For the top end of the bourgeois class, however, nothing needed to change. Consent has been so thoroughly manufactured. However, in the race to the bottom for capital to find new frontiers of extracting as much surplus as possible. The brutal extraction of profit can be performed for cheaper in nearby places like Bangladesh and Burma. Today, pristine Teslas glide effortlessly over the cracked streets and past the crumbling slums- their drivers entirely unaware of the rot that surrounds them, blissfully ignorant to the truth that they’re running on fumes, capital is abandoning them, though the stench remains.
Politics is downstream of culture.
Associated with conservatives and far-right cultural theorists “Politics is downstream from culture” argues that beliefs, values, art, religion, and everyday habits shape what people demand from the state and the economy. If one can then change the culture—through stories, religion, family structures, or moral norms then political-economic outcomes will follow. Politics formalises what culture has already decided.
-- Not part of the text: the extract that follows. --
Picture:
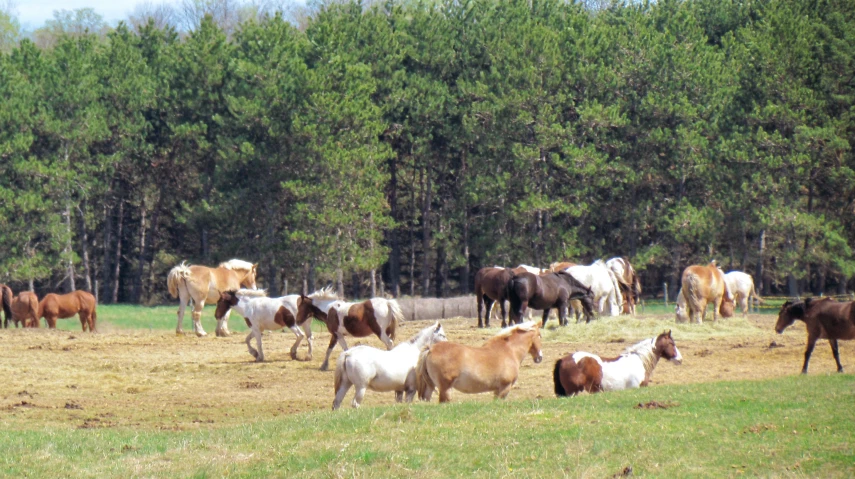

Culture (in this case Vibes) is downstream of politics.
Associated with Marxists and materialists “Vibes are downstream from politics” argues that political and economic power (laws, property relations, state violence, infrastructure spending, etc.) creates the material conditions that shape cultural expression. A collapsing bridge or an exploding warehouse produces a “vibe” of cartoonish-doom, not the other way around. In short, we argue that these vibes, this moodboard of late-stage Thailand is very real, very provable and very changeable. Change the mode of production, change the culture.
Vibes
When we move between these stark spaces; the spaces of opulence, spaces of decay, spaces of desacration, spaces of eerie limbo, it’s the fractures between the two worlds where the vibe of Late-Stage Thailand becomes most apparent. These schizms, where Thailand is falling apart, at this late stage before its collapse. The vibe is the vibration of that fracture. The instinctual uncanny feeling of tension we have before a lightning storm.
At the beginning of this piece we asked if people in 1931 talked about Late-Stage Siam. After some research, No, no one said “late-stage Siam” in 1931. But they could have. The Great Depression and crumbling rice exports led to peasants drowning in debt. An absolute monarchy gutted state spending while the court consumed Western luxuries. This terminal contradiction ruptured in the 1932 revolution- making it undeniably -late stage Siam (even if they didnt realise it). Today’s soaring household debt, evermore new luxury outlets, falling wages and collapsing infrastructure mirror that unsustainable logic. Vibes repeat when politics fails.